Tant qu’on en est à parler de Celemony, on soulignera enfin que malgré tous ses modules, RX n’a toujours pas d’outil dédié qui puisse rivaliser avec Capstan pour la restauration de bandes ayant beaucoup souffert, comme une cassette abandonnée sur la plage arrière d’une R12 en plein soleil… Gageons que Variable Pitch et Variable Time sont peut-être un début de réponse à ce genre de problématique, même s’il nous manque encore la phase de détection qui permette d’utiliser ces modules pour cela…

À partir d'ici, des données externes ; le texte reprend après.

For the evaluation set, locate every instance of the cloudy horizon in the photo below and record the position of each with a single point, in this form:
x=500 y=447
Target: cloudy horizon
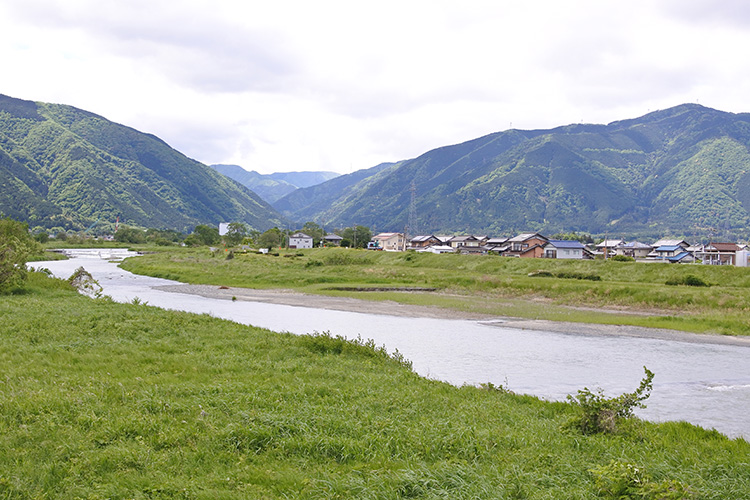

Bref, il y a encore une marge de progression et c’est tant mieux pour RX 8 comme pour ses concurrents…
Conclusion
Plus simple, plus puissant et plus polyvalent que jamais, RX 7 reprend les choses là où la sixième version du logiciel les avait laissées, et sans pour autant négliger de progresser sur ses domaines de prédilection, le produit phare d’Izotope s’ouvre un peu plus encore au monde de la production musicale. Ainsi, on ne se lasse pas de passer tout et n’importe quoi dans son module Music Rebalance tandis que le Dialogue Contour et le Dialogue Dereverb, même s’ils sont encore perfectibles, permettent de sensiblement améliorer la qualité des voix parlées. De fait, ce qui était à l’origine un produit s’adressant à une niche se révèle de plus en plus incontournable pour un large public et, parfaitement conscient de cela, l’éditeur a à coeur de simplifier l’accès à son logiciel, que ce soit via une gamme bien pensée ou via un Assistant qui ravira les débutants comme les pressés. En un mot : bravo !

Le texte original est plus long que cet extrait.